The Ld. Authorized Representative for Assessee [AR], Shri Parkash Jotwani, drawing our attention to the financials of the assessee, submitted that majority of the expenditure incurred by the assessee during impugned AY was directed towards construction activities only and therefore, impugned additions were not warranted. Per Contra, Ld. DR submitted that the disallowance was to be worked out as per formula given in Rule 8D. It was also brought to the notice that similar disallowance made in AYs 2010-11, 2011-12 & 2013-14 has been accepted by the assessee. 5.1 We have carefully heard the rival submissions and perused relevant material on record. In these appeals, we are concerned with expense disallowance u/r 8D(2)(iii) computed @0.5% of average investments. The submissions of Ld.AR are two-fold i.e. majority of the expenditure incurred by the assessee during impugned AY was directed towards construction activities and secondly, no expense has been incurred by the assessee towards earning of exempt income in view of the fact that the investments were old and there was no major shift in the investments. These two aspects, in our opinion, has remained to be examined in proper perspective by Ld. AO during assessment proceedings.

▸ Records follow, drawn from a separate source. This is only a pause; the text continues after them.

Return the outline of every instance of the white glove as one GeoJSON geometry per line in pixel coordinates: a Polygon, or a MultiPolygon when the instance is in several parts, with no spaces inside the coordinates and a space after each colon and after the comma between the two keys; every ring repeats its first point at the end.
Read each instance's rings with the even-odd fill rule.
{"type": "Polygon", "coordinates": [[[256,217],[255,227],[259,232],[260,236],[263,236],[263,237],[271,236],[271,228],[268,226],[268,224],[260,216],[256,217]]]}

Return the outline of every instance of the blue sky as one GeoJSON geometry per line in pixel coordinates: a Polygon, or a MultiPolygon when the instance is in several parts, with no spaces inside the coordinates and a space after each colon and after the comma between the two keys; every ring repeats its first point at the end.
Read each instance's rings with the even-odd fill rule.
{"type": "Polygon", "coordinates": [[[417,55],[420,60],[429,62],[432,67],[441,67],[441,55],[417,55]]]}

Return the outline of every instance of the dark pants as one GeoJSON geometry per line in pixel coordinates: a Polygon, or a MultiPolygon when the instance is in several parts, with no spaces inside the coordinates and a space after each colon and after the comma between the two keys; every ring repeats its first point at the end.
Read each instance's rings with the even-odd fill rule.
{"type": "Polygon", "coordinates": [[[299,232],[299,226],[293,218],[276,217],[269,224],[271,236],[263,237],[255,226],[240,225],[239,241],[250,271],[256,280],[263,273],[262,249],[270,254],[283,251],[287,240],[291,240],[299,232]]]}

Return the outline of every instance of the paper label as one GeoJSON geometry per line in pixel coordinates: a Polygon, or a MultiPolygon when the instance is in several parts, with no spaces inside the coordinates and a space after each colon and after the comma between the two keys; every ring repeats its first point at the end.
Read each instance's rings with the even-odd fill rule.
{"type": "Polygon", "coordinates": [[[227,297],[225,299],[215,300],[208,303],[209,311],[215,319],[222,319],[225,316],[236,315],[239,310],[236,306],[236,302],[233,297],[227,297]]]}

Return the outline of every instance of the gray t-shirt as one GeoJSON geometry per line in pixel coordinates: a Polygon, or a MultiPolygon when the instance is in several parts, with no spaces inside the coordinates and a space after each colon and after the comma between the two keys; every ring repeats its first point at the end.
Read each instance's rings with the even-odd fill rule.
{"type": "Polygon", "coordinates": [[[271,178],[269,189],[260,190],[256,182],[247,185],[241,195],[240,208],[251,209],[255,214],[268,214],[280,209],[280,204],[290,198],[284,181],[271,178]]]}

6 5.2 Proceeding further, we are of the considered opinion, that before proceedings to apply Rule 8D, it was incumbent on the part of Ld.AO in terms of Section 14A(2) to form an opinion as to why the disallowance offered by the assessee, having regards to the accounts of the assessee, was not satisfactory or correct. This would apply even in case wherein the assessee submits that no expenditure has been incurred to earn the exempt income. Therefore, the aforesaid satisfaction of Ld. AO, is sine-qua-non before clothing Ld. AO the power to acquire jurisdiction u/r 8D. 5.3 Proceeding further, we find that Hon’ble Supreme Court in recent judgment titled as Maxopp Investment Ltd. Vs CIT [12/02/2018 91 Taxmann.com 154] has laid down certain vital propositions concerning disallowance u/s 14A. In the said decision, the Hon’ble court, has, inter- alia, approved the applicability of disallowance u/s 14A to investments irrespective of motive to make such investments. Therefore, the said decision would have certain bearing on the issue under hand. We find that the quantum assessment orders for both the years have been framed prior to the aforesaid decision and both the parties did not have the benefit of the same. 5.4 Keeping in view the entirety of facts and circumstances, we deem it fit to set-aside the finding of Ld. first appellate authority, in this regard, for both AYs. Keeping all the issues open, the matter stand restored back to the file of Ld.AO for reconsideration on above lines. The matter of disallowance u/s 115JB would be considered keeping in view the statutory provisions of Section 115JB as well as the decision of Delhi Tribunal (Special Bench) rendered in ACIT Vs. Vireet Investment (P.)
7 Ltd. [82 Taxmann.com 415] and other binding judicial precedents. Needless to add that adequate opportunity of hearing shall be granted to the assessee to substantiate his stand. 6. Both the appeals stand allowed for statistical purposes. Order pronounced in the open court on 06th June, 2019.